7. A method of obtaining polylactic acid (PLA) from cheese whey, said method comprising the steps of: deproteinizing whey by denaturing proteins of said whey with thermal shock at temperatures above 100° C. and concentrating said whey by filtering and micro-filtering said whey;preparing an inoculum by agitating a mixture of freeze-dried lactic acid bacteria and a solution of deproteinized whey and pasteurized whey at a temperature between 38° C. to 42° C., and a pH between 5 and 6;fermenting a mixture of calcium carbonate, said inoculum and said deproteinized whey, wherein said calcium carbonate is added to achieve a pH between 5 and 6 and the fermentation process is carried out at a temperature between 38° C. to 42° C.;centrifugating, filtering and micro-filtering said fermented mixture to separate biomass from a solution of calcium lactate and water;adding hydrochloric acid (HCl) to the solution of calcium lactate and water, to produce lactic acid, calcium chloride and water at a pH between 2 or 3;adsorbing said solution of lactic acid, calcium chloride and water in activated carbon and anionic zeolite to capture calcium ions present in the solution;adding n-pentane to said solution in a proportion of 50% v/v to separate lactic acid from the water by liquid-liquid extraction forming a first phase containing n-pentane and lactic acid and a second phase containing the calcium chloride and water;distilling said first phase in a single stage to recover said n-pentane and lactic acid;preparing from said recovered lactic acid a lactide pre-polymer with an acid compound and performing a catalytic reaction of a tin-based compound with said lactide pre-polymer;reacting said lactide pre-polymer with sulfuric acid from 50% to 80% v/v of purity to esterify said lactide pre-polymer at a temperature from 120° C. to 150° C. in order to obtain polylactic acid (PLA); anddrying said obtained polylactic acid (PLA) to obtain completely dry polylactic acid (PLA).

8. The method of obtaining polylactic acid (PLA) according to claim 1, wherein the fermentation stage is carried out in a fermenter with a substrate conditioned to obtain a yield of 34%.

9. The method of obtaining polylactic acid (PLA) according to claim 1, wherein said freeze-dried lactic acid bacteria comprises homofermentative microorganisms Lactobacillus Delbrueckii and Streptococcus Thermophilus.

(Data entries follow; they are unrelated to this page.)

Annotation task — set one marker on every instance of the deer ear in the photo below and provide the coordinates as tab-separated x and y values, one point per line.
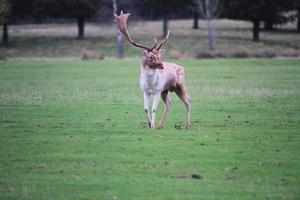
145	53
162	52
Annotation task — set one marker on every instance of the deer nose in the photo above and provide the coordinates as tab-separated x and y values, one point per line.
161	66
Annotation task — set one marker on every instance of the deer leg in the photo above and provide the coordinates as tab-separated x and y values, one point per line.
166	100
182	94
154	109
146	107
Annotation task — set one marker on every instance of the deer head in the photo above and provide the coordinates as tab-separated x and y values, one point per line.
152	55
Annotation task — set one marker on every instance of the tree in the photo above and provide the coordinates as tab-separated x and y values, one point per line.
298	16
120	39
78	9
4	15
11	9
208	10
163	9
257	11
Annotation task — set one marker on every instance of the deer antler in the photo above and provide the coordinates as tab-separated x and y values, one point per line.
162	41
121	21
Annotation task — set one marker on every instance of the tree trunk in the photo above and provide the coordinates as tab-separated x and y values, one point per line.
80	23
298	23
5	34
211	41
165	24
120	38
269	26
196	26
256	30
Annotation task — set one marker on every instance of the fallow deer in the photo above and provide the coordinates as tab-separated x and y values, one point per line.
157	77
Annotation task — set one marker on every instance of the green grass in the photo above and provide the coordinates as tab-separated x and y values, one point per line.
73	129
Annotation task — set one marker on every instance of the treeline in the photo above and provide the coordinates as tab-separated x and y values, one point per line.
267	12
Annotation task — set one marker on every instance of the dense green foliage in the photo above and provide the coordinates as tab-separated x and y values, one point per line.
74	129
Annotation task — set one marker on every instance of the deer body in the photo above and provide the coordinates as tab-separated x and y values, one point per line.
157	78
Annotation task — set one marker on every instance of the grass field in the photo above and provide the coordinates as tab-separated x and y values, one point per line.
73	129
59	40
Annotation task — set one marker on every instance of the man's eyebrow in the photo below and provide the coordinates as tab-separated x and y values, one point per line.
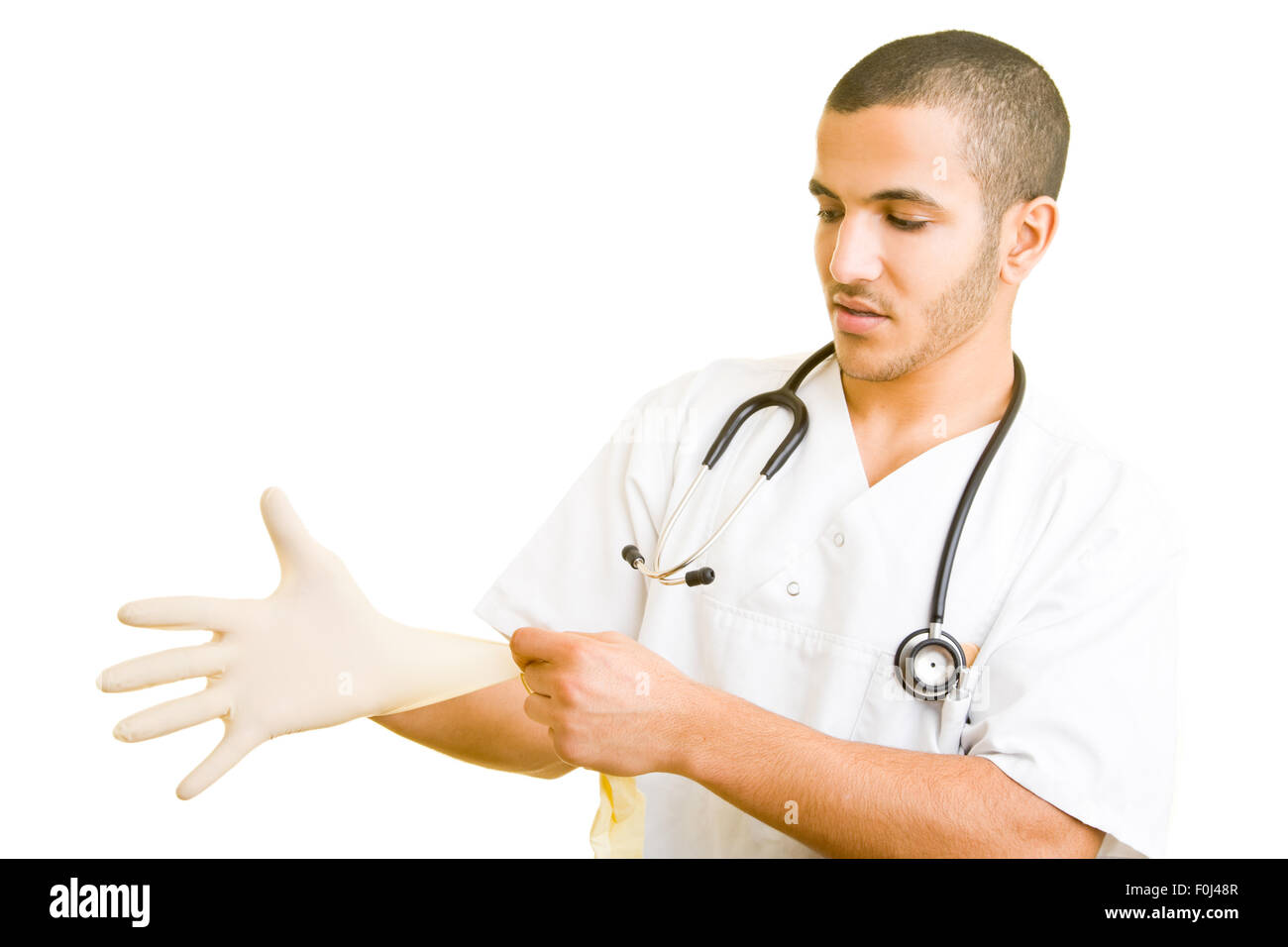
909	195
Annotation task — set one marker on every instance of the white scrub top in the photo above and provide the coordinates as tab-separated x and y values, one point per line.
1065	578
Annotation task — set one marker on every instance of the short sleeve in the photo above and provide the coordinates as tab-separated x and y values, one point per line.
1077	692
571	575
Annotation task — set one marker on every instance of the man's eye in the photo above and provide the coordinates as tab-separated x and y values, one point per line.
897	222
900	223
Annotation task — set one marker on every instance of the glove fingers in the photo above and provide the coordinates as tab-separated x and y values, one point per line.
172	715
163	668
184	612
236	744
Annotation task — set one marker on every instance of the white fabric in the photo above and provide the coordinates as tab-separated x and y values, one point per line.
1065	577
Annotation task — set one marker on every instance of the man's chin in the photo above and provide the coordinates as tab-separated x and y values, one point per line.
866	360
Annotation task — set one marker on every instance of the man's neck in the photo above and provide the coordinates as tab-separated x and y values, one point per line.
966	388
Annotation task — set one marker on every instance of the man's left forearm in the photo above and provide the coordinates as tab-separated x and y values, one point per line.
850	799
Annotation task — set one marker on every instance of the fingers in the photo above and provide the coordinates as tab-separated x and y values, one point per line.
163	668
236	744
529	644
290	539
535	673
172	715
184	612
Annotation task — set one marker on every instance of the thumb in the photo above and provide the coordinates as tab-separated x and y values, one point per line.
284	528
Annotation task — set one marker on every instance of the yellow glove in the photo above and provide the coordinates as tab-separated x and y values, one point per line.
314	654
618	827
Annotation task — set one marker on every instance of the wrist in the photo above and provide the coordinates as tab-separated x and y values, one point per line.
695	731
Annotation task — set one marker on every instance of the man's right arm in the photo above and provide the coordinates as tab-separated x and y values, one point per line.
485	727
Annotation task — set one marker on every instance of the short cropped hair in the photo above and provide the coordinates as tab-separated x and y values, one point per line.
1016	132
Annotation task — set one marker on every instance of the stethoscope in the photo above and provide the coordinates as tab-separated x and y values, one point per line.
930	660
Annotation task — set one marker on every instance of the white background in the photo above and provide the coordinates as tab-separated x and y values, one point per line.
412	262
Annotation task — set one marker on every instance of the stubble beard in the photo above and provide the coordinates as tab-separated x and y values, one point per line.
951	317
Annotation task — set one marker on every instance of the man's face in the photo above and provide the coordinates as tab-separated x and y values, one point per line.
928	269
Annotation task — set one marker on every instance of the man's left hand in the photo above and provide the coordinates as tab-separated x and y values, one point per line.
610	703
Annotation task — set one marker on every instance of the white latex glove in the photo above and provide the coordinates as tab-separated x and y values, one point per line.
314	654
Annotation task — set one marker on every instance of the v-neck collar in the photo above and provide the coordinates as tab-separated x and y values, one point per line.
833	419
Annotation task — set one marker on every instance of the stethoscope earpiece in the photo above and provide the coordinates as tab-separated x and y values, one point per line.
928	664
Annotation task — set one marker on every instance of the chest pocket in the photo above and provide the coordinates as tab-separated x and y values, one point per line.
892	716
803	673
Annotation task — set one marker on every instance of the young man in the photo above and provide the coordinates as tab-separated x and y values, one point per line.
764	714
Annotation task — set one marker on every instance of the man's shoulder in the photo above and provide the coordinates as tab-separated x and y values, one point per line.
722	381
1082	476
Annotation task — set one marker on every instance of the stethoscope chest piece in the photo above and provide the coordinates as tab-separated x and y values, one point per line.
928	663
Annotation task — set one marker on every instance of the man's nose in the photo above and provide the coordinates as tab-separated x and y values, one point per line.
857	256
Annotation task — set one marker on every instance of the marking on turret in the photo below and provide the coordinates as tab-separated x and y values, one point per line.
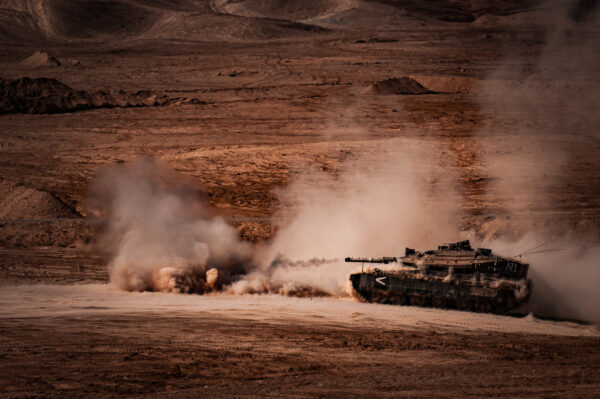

10. The method of obtaining polylactic acid (PLA) according to claim 1, wherein said calcium ions present in the solution are captured by exchange of H+ for Ca+ during the adsorption step.

11. The method of obtaining polylactic acid (PLA) according to claim 1, wherein 90% of the calcium lactate obtained by the fermentation step is recovered at the separation step.

12. The method of obtaining polylactic acid (PLA) according to claim 1, wherein said lactide pre-polymer is esterified by an open ring polymerization (ORP) method.

13. The method of obtaining polylactic acid (PLA) according to claim 1, wherein said inoculated mixture comprises 10% of a total volume to be fermented.

14. The method of obtaining polylactic acid (PLA) according to claim 1, further comprising adding excess lactose and yeast extract for the fermentation step.

15. The method of obtaining polylactic acid (PLA) according to claim 1, wherein said catalytic reaction is carried out for 1 to 4 hours.

16. The method of obtaining polylactic acid (PLA) according to claim 1, wherein said solution of deproteinized whey and pasteurized whey comprises 80% deproteinizing whey and 20% pasteurized whey.

17. The method of obtaining polylactic acid (PLA) according to claim 1, wherein tin-based compound is tin chloride II (SnCl2).